Chômage  : pas du tout en baisse14/01/20262026Journal/medias/journalarticle/images/2026/01/P15-2_offre_dun_CDI_page_boite_ok_Lupo.jpg.420x236_q85_box-2%2C0%2C759%2C426_crop_detail.jpg

Dans les entreprises

Chômage  : pas du tout en baisse

Il est loin le temps où Macron assurait que grâce à sa politique, le nombre de chômeurs descendrait à 5 % en 2027.

Illustration - pas du tout en baisse

Cette prévision à la baisse était bien utile à sa politique anti- ouvrière. Elle a été servie à toutes les sauces : Attal prétendait « remettre la France au travail » et les ministres se succédaient devant tous les micros offerts pour expliquer que ceux qui ne trouvaient pas de travail le voulaient bien. Et de dérouler la liste des « métiers sous tension » qui ne trouvaient pas de candidats, malgré des patrons prêts à augmenter les salaires et à aménager les conditions de travail.

Cet état de grâce de l’emploi, plus que discutable, a surtout servi à justifier l’attaque massive contre les chômeurs que constituait la réforme de l’assurance chômage portée par Attal. Entre autres mesures, elle comporte la réduction de la durée d’indemnisation du chômage, justifiée par une « conjoncture favorable de l’emploi ». Gageons que la « conjoncture favorable » s’éloignera sans que la durée et le montant des allocations de chômage s’améliorent !

Loin de lutter contre le chômage, le gouvernement fait campagne contre les chômeurs, pour le plus grand bénéfice du patronat. Car au-delà des économies réalisées sur le dos des travailleurs privés d’emploi, le fait de pointer du doigt les chômeurs sème la division entre travailleurs.
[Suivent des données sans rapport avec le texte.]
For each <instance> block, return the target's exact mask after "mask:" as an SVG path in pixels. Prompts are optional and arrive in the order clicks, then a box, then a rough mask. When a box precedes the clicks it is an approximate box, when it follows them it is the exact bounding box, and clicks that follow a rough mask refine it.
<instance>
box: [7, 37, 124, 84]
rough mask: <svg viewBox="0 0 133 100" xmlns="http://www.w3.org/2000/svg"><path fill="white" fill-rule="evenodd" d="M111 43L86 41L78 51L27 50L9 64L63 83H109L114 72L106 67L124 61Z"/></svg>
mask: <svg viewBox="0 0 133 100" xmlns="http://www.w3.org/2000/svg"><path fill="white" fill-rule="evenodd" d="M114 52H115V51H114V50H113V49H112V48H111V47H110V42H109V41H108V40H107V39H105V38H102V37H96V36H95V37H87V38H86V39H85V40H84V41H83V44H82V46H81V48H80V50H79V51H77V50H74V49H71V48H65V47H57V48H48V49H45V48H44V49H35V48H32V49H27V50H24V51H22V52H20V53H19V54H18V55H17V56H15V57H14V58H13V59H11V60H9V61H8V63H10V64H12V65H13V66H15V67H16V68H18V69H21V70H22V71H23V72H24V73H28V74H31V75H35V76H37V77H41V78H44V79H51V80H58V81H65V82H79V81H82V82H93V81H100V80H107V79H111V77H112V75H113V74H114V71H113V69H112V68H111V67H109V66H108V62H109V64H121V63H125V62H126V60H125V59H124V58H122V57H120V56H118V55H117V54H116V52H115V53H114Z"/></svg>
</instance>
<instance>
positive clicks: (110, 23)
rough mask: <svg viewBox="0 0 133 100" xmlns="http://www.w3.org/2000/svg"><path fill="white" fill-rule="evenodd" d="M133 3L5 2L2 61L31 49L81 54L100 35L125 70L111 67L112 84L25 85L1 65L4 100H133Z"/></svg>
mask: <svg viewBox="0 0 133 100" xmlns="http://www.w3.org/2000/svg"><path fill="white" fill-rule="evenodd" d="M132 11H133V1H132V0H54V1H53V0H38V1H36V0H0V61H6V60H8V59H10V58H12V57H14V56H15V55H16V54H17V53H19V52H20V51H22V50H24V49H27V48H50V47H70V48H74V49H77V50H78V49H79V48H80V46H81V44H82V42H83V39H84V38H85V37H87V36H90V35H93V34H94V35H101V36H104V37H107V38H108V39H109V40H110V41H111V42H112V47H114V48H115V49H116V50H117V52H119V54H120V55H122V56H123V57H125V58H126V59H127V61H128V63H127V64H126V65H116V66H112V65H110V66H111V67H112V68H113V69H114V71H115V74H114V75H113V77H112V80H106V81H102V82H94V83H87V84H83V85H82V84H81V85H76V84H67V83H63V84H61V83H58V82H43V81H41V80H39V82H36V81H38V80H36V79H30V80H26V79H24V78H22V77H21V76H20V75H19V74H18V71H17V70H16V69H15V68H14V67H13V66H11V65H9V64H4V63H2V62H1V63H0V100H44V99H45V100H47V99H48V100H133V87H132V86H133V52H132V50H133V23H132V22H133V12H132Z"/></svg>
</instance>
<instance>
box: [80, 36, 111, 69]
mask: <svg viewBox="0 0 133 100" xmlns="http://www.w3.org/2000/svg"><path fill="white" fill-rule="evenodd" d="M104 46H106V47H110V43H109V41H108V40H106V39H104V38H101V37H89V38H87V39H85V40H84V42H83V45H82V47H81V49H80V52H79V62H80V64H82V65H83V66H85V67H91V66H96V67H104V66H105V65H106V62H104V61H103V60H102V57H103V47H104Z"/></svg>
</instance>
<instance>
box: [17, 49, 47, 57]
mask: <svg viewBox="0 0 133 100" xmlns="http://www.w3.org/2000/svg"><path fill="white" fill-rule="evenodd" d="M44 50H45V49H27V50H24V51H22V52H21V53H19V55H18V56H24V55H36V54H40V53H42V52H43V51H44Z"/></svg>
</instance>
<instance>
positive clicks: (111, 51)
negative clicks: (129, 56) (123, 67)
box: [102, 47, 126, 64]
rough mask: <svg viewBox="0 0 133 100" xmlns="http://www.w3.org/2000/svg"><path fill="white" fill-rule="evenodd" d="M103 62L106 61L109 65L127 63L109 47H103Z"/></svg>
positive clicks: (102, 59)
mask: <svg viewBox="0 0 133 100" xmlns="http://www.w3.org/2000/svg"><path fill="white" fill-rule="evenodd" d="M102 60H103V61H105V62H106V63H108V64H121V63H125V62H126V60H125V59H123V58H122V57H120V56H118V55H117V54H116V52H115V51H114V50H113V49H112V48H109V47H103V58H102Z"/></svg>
Ceux qui triment pour des salaires ne couvrant pas leurs dépenses sont incités à se retourner contre leurs voisins, qui vivent encore moins bien d’une indemnité, plutôt que contre leur patron.

Dresser les travailleurs les uns contre les autres pour mieux les exploiter tous est une vieille recette indigeste qui ne sert que les intérêts capitalistes.